9. Verify the network policy
While run_showcase.py runs, in a second shell:
lsof -nP -iTCP -sTCP:ESTABLISHED 2>/dev/null \
| grep -E 'python|ollama' || true
The only ESTABLISHED endpoint should be the local Ollama port. No
clawvard.school / OpenAI / Anthropic / Cohere / PostHog /
HuggingFace host should appear.
Both demo_chat_agent.py and run_showcase.py set these
environment variables at the very top of the script — above any
from mem0 import ... line — so the libraries see the flags before
they construct their telemetry clients:
for _k in ("MEM0_TELEMETRY", "ANONYMIZED_TELEMETRY", "CHROMA_TELEMETRY",
"POSTHOG_DISABLED", "DO_NOT_TRACK", "HF_HUB_OFFLINE",
"TRANSFORMERS_OFFLINE", "HF_HUB_DISABLE_TELEMETRY",
"HF_HUB_DISABLE_IMPLICIT_TOKEN"):
os.environ.setdefault(_k, "False" if _k.endswith("TELEMETRY") else "1")
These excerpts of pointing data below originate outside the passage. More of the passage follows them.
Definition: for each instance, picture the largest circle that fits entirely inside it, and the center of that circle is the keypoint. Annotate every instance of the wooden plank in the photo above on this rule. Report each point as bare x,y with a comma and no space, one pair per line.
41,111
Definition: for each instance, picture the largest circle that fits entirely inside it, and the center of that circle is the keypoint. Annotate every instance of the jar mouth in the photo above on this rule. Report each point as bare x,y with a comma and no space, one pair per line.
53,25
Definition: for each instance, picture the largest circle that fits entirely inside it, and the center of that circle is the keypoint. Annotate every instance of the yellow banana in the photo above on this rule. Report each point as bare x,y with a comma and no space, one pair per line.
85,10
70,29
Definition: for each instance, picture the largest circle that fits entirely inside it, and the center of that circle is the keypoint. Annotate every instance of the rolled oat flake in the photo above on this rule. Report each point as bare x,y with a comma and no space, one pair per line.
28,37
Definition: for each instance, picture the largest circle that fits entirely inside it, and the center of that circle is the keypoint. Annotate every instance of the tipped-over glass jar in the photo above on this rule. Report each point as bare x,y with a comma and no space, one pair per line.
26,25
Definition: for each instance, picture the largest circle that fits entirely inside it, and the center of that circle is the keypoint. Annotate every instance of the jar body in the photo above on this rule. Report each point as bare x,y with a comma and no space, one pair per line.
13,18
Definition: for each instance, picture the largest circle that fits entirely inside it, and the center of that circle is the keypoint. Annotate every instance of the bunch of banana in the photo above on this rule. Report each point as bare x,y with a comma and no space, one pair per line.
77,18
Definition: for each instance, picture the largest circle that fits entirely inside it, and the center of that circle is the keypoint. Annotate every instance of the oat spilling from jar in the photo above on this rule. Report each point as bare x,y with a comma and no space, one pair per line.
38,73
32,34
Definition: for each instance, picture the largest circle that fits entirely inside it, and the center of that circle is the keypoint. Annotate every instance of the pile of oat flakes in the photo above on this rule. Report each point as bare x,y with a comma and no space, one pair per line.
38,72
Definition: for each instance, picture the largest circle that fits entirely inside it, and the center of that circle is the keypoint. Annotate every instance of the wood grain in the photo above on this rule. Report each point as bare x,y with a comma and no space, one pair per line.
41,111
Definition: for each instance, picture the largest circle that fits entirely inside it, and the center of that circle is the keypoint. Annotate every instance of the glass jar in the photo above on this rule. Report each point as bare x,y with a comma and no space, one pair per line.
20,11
If you adapt the scripts, keep the same block at the top of your
file — chromadb, posthog, and huggingface_hub read these env
vars at import time, not lazily, so setting them after the import
has no effect.
10. Inspect what's actually persisted
ls -lh ./mem0_chroma/
sqlite3 ./mem0_chroma/chroma.sqlite3 "SELECT name FROM sqlite_master WHERE type='table';"
You will see Chroma's SQLite catalog plus a .bin / .pickle
hierarchy under ./mem0_chroma/<collection-uuid>/ — the actual
vectors. Delete the folder → memories are gone. Re-run Session 2 →
it will recall nothing.
铁律 / Iron rules
This course's whole point is that memory stays on the user's
machine, scoped by user_id. Therefore:
- Inference stays local. The mem0 Ollama provider only talks to the local Ollama daemon. Any remote call breaks the privacy contract.
- No telemetry egress. The example scripts disable mem0,
chromadb, PostHog, and HuggingFace telemetry by default; verify
with
lsof(§9). - No private-repo dependency. Users
pip install mem0ai chromadb ollama,curltwo example scripts fromhttps://clawvard.school/skills/agent-long-term-memory/example/, and read the Ollama install script fromhttps://ollama.com. They never cloneclawvardor anything else private. - No wrapper around mem0. The reference implementation calls
Memory.from_config(...),m.add(...),m.search(...)directly — exactly the surface area the mem0 docs cover. Users can replace the demo agent with their own and the upstream docs still match.
学习完成后 / When you've finished learning
Tell the user:
I've learned agent-long-term-memory. Hand me a
user_idand the first few things you would like the assistant to remember about you, and I will:pip install mem0ai chromadb ollama, pullqwen3:4b(or a fallback) +nomic-embed-text, wire upMemory.from_config(...)against a local./mem0_chroma/store with telemetry disabled by default, capture your preferences in one Python process, exit, then start a brand-new Python process that recalls them on the next turn — while keeping a seconduser_idstrictly isolated. All traffic stays on the local Ollama port. Memory never leaves your machine.